Playwright: Seth Bockley. At: Collaboraction at Building Stage, 412 N. Carpenter. Phone: 312-226-9633; $25 ( $15/25 and under ) Runs through: Dec. 14. Photo by Jeff Stella
This world-premiere adaptation of George Saunders's short story is another stylishly realized Collaboraction project offering a strong narrative line, pitch-perfect technical execution, youthful angst and ingratiating performances, none more so than that by eye-catching Lucas Neff in his professional debut as the title character. Jon is an adolescent arbiter of commercial taste—cool clothes, video games, junk food—raised in the controlled and exploitative hot-house environment of a sealed marketing research center in which, inadvertently, sexual awakening leads to recognition of stunted humanity. It's borderline sci-fi with echoes of The Island of Dr. Moreau and R.U.R., in which not-quite-humans jumpstart their evolution.
One of the challenges is figuring out whom the hero is in this 85-minute evening. Jon ( Neff ) is the narrator and largest role but he's not the mover and shaker. It's his love interest, Carolyn ( Kelly O'Sullivan ) , whose pregnancy motivates her to push herself and a reluctant Jon towards the unsure, insecure, far-less-glamorous world outside. But she's not the hero, either, although her actions are instinctively heroic. The real risk-taker is the fully human, weary, middle-aged marketing executive Larry Slippen ( yeah, symbolic name ) , who, little by little, questions the control games and selfish exploitation of the kids he supervises. Himself the father of 'normal' children ( as exposition reveals ) , Larry finally follows his better instincts to assist Carolyn and Jon. Carolyn is the catalyst for change, but Larry's change of heart and direct action precipitates the climax and resolution of the story.
It's not as heavy as it sounds. The story zips along with humor, edge and a sardonic tribute to the millions of images which bombard us, many of them programmed into the institutional kids as coded sense-memories. 'LI-4490' one will say, or 'LI-9867 Claymation Chicken Little' to instantly recall some specific commercial or set of images. Orphaned or purchased kids, they've been implanted with fake family memories, too. Utilizing a box set that looks much like a sterile office suite, the profusion of images flashing through Jon's mind is projected on the neutral walls at crucial moments ( credit Mike Tutaj, Sam Poretta, Jeremy Getz and Courtney O'Neill ) , greatly enriching the show's visual dynamic.
Under director/adapter Seth Bockley, nine actors play 12 speaking roles ( and other non-speaking bits ) in a seamless and fluid ensemble.

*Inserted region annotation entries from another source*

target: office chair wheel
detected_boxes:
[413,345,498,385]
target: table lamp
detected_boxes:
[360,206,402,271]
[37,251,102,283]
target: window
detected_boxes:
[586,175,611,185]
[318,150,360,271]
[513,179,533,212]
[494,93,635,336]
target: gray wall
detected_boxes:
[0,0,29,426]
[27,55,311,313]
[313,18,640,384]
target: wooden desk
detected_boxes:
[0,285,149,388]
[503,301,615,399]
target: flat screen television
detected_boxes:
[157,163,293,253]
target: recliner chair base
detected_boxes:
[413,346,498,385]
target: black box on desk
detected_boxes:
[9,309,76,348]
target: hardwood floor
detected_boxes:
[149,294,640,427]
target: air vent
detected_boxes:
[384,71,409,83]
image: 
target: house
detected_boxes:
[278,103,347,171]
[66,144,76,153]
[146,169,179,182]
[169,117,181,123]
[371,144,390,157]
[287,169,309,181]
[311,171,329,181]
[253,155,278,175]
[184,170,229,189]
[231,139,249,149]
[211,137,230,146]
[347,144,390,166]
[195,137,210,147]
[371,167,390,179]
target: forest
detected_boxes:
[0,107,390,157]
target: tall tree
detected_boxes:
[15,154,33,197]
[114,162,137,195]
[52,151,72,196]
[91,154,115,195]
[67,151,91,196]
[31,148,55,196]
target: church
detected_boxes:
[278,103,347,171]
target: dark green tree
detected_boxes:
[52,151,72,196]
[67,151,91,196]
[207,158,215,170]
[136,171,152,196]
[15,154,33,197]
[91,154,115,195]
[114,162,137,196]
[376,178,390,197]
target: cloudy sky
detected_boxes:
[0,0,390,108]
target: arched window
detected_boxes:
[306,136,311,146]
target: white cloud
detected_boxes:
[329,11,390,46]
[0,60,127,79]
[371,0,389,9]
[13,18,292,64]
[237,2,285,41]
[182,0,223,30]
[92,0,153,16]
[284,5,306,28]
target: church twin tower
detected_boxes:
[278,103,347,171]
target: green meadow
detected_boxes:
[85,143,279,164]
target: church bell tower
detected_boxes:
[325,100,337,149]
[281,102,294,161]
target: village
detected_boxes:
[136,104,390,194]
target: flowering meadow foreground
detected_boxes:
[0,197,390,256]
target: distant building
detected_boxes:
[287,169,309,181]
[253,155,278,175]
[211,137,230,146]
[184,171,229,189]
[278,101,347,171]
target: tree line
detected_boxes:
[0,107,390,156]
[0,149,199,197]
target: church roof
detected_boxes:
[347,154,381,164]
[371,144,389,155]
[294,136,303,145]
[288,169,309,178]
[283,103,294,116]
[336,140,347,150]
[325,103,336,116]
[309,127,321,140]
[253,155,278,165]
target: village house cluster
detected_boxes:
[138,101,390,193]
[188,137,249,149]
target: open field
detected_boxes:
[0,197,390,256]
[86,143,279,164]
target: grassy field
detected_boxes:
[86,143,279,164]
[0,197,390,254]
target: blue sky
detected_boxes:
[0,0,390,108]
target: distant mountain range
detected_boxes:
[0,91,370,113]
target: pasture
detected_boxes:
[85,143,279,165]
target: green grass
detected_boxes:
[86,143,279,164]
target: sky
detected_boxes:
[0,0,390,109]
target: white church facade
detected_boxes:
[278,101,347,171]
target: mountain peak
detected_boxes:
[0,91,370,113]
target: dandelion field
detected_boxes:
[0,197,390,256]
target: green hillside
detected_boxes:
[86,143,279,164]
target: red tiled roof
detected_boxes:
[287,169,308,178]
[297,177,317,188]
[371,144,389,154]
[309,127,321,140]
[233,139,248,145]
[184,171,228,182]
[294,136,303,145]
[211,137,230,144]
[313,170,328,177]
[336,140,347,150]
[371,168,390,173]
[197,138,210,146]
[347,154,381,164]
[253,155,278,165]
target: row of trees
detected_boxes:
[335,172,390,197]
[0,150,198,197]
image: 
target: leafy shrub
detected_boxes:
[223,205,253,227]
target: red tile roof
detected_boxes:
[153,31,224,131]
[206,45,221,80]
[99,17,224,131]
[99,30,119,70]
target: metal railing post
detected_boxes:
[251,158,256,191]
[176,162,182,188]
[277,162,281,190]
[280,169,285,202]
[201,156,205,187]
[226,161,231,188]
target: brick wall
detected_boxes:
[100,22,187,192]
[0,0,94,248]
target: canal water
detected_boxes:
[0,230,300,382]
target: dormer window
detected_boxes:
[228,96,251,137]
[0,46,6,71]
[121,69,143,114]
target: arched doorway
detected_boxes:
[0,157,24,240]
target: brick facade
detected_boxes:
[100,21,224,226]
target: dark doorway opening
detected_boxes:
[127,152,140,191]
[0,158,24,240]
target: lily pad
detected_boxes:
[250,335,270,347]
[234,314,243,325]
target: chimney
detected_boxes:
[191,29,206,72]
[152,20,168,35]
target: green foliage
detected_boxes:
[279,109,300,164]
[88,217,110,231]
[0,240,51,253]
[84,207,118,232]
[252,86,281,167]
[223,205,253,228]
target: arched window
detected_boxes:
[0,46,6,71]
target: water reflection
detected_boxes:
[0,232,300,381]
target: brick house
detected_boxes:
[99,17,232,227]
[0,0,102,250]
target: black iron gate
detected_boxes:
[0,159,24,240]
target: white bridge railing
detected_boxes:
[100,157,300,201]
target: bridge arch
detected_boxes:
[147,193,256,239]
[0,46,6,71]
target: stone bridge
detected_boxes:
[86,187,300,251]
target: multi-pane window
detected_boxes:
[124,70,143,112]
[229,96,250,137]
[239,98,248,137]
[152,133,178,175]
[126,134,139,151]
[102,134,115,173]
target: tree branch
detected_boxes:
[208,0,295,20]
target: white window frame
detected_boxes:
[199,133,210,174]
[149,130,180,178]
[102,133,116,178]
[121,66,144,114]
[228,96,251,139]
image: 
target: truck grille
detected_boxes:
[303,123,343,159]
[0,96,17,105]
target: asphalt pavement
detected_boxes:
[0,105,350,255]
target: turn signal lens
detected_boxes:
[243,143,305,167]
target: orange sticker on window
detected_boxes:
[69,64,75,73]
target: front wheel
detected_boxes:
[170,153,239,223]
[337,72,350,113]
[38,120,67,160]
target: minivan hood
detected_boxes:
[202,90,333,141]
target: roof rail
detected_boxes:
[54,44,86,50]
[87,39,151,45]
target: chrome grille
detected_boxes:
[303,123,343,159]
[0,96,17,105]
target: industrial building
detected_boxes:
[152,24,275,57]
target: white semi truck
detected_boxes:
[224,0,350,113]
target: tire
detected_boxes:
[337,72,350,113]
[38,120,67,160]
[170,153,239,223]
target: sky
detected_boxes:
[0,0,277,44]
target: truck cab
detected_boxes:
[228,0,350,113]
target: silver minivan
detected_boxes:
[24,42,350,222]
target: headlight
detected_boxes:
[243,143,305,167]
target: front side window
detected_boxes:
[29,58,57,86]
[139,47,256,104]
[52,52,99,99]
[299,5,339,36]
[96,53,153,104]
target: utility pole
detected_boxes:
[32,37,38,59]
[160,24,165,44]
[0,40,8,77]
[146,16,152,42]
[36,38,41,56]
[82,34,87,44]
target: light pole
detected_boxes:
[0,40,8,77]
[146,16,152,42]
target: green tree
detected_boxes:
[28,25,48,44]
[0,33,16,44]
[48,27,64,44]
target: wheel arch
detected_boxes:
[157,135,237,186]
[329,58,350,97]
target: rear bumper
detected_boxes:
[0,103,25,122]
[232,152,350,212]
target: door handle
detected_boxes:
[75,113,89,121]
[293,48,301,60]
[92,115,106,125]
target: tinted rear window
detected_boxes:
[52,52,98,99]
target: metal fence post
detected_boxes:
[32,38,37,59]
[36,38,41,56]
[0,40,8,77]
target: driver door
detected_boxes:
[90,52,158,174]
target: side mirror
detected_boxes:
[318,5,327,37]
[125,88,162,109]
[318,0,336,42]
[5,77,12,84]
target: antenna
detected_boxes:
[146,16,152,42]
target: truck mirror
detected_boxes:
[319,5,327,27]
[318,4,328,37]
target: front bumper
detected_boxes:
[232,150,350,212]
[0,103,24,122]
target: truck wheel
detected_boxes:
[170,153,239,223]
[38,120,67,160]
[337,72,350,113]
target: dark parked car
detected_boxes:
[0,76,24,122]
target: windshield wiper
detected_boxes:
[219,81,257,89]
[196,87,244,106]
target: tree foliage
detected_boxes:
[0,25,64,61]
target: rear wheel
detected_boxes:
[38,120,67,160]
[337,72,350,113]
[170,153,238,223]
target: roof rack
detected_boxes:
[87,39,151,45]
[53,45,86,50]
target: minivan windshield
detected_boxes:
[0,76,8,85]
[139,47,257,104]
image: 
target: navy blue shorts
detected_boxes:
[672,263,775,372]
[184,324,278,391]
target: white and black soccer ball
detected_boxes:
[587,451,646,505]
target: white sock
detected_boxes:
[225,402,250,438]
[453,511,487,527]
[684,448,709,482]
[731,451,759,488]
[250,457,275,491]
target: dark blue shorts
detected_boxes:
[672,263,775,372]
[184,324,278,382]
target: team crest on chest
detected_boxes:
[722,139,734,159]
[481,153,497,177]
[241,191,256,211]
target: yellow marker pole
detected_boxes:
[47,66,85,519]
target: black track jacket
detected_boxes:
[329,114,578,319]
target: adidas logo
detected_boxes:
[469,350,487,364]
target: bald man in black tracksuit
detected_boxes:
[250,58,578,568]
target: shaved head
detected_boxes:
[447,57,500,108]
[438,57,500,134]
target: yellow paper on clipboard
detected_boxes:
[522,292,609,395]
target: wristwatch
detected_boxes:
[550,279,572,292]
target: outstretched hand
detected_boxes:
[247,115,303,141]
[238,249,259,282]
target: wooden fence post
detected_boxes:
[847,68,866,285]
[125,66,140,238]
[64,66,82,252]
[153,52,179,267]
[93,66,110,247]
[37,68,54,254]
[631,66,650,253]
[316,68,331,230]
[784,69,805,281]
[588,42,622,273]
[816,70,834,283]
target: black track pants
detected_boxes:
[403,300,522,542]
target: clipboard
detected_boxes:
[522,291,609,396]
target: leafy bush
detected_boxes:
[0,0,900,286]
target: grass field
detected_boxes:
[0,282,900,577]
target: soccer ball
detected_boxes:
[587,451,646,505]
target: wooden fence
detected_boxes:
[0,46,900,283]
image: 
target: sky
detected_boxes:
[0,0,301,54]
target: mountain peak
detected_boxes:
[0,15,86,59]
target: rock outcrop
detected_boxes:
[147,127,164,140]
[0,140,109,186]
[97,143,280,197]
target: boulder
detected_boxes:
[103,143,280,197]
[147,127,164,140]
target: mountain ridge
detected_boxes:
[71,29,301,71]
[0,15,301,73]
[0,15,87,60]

In addition to Neff and O'Sullivan, Guy Massey as Larry is just cynical enough, just weary enough, just troubled enough to pull it off in a mostly quiet way.
Saunders and/or Bockley do take one shortcut: the journey from sex to an understanding of genuine love and commitment isn't quite as instantaneous as portrayed. It's a major synaptic leap, a flaw, if you stop to analyze it. So don't. Just kick back and enjoy another good one from Collaboration.